Like methadone, buprenorphine is an opioid. Unlike methadone, it does not produce euphoric highs—at a certain point, a body levels off its processing. What’s more, it blocks the body from processing other opioids. The result is that it can fend off cravings with a much lower risk of misuse.

 

The lower risk of misuse also increases accessibility. Any primary care doctor, nurse practitioner, or physician assistant with a DEA prescribing license can become buprenorphine certified. “Bassett’s primary care system is both familiar to our OUD patients and close to where they live,” explains Dr. Anderson. “Empowering them to treat OUD with buprenorphine makes medication-based treatment accessible.”

 

Building a New System

As Bassett’s team studied the experiences of other rural health systems, they became concerned that certifying caregivers in primary care offices wouldn’t be enough. “A recent study reviewed all doctors credentialed to prescribe buprenorphine in Vermont,” says Dr. Anderson. “Half of them were treating either no patients or only one. Practitioners need to use their licenses, or they don’t do any good. We wanted a better record than that here.”

 

Dr. Anderson and his colleagues complemented their push for buprenorphine licensing with virtual learning and discussion. “These sessions include the expert advice from the folks who have been doing this for a long time as well as support from peers who are just starting,” says Dr. Anderson. “That community builds confidence and competence to bridge the gap between licensing and use.”

 

According to Dr. Anderson’s paper, that innovation has made a significant difference in the success of Bassett’s program.
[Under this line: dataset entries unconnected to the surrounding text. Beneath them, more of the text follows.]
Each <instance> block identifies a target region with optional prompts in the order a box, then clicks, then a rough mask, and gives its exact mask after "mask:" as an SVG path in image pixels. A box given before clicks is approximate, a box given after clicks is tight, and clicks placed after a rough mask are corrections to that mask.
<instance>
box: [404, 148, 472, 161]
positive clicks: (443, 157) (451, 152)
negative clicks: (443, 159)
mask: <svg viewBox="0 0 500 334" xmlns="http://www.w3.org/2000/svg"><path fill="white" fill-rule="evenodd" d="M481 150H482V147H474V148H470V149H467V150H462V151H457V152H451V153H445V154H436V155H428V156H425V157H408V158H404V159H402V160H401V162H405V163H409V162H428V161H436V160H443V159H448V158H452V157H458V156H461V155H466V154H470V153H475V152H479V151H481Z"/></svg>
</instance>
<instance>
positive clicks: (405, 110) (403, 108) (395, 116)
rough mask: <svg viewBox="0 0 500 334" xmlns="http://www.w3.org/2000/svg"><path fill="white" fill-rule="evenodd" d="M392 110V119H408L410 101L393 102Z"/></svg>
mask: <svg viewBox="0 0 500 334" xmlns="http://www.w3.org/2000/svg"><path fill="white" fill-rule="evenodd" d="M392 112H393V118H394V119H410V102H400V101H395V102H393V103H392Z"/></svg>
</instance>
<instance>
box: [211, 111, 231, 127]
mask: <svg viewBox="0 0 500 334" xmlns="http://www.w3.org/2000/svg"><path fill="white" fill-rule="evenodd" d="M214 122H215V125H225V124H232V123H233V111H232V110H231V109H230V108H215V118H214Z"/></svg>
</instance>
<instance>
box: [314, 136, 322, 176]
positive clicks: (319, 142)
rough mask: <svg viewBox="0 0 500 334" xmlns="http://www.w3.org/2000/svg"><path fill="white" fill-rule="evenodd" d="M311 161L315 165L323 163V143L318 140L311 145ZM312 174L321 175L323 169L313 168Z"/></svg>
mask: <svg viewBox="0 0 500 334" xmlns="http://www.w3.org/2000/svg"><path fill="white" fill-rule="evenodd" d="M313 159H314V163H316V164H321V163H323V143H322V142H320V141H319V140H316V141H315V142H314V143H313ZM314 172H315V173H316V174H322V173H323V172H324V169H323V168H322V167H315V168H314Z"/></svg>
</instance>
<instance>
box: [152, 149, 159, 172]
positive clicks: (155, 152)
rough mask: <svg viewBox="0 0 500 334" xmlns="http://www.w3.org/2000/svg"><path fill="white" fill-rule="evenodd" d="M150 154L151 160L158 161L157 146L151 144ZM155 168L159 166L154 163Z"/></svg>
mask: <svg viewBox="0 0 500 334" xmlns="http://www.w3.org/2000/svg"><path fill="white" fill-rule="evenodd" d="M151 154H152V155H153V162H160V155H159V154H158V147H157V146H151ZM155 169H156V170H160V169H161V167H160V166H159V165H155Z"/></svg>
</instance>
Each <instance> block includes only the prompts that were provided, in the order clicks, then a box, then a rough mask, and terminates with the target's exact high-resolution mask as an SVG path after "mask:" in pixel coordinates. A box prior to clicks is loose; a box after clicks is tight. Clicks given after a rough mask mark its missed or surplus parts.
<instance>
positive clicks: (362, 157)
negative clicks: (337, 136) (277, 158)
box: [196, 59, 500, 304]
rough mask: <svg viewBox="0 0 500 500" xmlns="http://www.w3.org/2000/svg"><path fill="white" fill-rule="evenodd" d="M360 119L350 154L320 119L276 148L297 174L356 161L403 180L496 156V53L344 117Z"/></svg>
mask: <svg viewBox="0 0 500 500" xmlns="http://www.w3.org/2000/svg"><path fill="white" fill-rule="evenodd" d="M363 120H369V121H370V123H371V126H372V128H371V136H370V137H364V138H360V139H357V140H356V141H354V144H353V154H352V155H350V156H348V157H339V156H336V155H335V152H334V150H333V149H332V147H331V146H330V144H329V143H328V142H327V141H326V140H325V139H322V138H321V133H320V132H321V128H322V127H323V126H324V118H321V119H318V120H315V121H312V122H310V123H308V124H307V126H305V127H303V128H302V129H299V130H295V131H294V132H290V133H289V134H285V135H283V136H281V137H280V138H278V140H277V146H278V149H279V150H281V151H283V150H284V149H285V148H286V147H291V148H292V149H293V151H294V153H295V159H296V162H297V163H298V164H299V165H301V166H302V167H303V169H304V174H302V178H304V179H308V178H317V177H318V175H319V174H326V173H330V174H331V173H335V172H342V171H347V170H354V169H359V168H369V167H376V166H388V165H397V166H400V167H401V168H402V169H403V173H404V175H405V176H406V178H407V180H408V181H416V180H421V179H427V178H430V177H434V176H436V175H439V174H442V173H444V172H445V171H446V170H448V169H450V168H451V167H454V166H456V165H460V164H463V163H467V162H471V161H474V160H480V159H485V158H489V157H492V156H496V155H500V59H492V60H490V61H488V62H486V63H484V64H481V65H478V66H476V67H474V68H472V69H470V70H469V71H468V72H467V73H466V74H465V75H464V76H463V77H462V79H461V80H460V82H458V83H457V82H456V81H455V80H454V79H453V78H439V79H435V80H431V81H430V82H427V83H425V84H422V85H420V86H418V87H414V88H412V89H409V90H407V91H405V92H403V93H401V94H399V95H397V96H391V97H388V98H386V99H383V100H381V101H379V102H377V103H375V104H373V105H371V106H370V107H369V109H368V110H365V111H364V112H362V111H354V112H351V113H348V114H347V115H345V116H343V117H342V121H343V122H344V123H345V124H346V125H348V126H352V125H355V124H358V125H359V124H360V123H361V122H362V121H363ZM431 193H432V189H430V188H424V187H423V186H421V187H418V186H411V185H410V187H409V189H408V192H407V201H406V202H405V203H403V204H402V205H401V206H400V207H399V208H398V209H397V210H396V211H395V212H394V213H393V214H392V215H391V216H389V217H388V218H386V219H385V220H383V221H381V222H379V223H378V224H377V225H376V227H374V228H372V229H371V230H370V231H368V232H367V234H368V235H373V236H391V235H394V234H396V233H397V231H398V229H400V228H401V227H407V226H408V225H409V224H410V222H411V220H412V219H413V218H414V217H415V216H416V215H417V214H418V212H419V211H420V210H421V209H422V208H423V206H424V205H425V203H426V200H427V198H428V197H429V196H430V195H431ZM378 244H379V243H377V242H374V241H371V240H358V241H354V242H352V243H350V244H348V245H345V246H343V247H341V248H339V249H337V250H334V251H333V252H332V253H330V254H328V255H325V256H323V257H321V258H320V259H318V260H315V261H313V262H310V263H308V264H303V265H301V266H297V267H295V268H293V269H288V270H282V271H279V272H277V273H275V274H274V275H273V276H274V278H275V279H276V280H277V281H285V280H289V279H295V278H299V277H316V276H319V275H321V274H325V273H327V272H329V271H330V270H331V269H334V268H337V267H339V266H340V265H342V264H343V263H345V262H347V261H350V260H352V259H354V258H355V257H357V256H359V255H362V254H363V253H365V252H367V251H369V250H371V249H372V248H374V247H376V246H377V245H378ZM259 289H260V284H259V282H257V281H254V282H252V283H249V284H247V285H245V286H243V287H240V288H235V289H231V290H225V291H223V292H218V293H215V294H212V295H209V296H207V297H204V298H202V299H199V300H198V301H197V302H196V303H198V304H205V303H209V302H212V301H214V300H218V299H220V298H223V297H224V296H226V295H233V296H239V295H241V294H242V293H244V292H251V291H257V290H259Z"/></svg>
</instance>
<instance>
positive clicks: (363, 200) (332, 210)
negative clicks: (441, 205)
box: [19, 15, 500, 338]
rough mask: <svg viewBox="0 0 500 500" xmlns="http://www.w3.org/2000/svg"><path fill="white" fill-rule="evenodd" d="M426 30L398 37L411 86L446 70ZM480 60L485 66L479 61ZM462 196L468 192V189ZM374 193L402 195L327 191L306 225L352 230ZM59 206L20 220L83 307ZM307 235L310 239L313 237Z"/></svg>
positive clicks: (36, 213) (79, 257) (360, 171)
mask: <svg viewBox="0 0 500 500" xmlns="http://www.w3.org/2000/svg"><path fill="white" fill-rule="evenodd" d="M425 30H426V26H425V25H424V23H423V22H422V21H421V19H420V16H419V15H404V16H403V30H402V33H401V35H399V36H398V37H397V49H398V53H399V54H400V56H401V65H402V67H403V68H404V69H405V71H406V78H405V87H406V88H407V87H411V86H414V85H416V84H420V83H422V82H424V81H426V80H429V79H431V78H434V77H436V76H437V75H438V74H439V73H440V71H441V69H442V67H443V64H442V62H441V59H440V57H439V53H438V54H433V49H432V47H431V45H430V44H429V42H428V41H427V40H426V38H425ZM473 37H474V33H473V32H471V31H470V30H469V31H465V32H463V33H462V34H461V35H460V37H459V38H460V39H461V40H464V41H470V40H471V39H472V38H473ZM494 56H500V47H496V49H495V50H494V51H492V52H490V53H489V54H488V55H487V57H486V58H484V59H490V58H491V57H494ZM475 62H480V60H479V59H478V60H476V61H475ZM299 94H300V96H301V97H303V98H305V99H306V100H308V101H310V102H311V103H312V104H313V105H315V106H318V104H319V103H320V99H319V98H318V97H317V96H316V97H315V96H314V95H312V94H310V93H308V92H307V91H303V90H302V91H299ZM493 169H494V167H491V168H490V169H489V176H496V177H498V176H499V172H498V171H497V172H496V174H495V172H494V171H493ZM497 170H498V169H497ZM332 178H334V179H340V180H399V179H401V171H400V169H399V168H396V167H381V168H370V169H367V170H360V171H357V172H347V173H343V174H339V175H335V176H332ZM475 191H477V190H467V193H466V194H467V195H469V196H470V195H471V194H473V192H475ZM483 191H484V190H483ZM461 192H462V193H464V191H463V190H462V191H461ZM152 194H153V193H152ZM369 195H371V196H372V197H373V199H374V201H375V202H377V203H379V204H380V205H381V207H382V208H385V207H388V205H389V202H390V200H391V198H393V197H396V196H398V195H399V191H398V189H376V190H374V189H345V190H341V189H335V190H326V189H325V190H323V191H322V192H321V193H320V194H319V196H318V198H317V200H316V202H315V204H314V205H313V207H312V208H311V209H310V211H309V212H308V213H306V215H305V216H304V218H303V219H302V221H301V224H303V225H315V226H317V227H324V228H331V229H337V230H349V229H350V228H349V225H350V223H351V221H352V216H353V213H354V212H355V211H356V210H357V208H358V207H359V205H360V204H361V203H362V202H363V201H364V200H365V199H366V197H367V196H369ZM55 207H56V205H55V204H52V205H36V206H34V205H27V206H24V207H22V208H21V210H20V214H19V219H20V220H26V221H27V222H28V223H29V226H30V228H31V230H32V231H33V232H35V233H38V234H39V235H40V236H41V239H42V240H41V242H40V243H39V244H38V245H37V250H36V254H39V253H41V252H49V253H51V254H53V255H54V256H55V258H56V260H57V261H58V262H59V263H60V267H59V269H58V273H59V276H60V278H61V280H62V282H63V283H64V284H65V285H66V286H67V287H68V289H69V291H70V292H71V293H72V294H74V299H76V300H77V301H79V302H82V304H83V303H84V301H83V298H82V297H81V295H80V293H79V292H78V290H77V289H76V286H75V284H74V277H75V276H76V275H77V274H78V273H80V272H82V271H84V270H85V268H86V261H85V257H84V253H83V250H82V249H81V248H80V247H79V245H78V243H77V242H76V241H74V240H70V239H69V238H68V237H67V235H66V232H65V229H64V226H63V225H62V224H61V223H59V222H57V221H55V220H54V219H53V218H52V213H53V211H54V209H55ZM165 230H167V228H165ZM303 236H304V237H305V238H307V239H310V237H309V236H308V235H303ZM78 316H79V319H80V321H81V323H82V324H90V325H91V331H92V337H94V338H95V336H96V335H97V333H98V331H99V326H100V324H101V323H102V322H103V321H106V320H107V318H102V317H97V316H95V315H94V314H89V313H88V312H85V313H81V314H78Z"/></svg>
And so now Bassett’s model of building that supporting framework and community has become a valuable contribution to the field of treating opioid use disorders.

 

Building a New Culture

As Bassett’s third round of sessions begin, the program is going strong. But this is just part of the overarching goal. “We ultimately want to create a low-threshold for treating OUD,” says Dr. Anderson. “We want to make it easy for folks to get into treatment and hard for them to get kicked out. Buprenorphine makes treatment accessible and frees patients to have a life.

 

“The next step is changing how we think about addiction. In the past, the policy for medication-based OUD treatment was, ‘You use? You’re gone.’ But if someone slips up on their diet or exercise routine, and their weight, blood sugar or hypertension get worse, we don’t kick them out. Our hope is that this is progress towards seeing addiction as another chronic health condition.”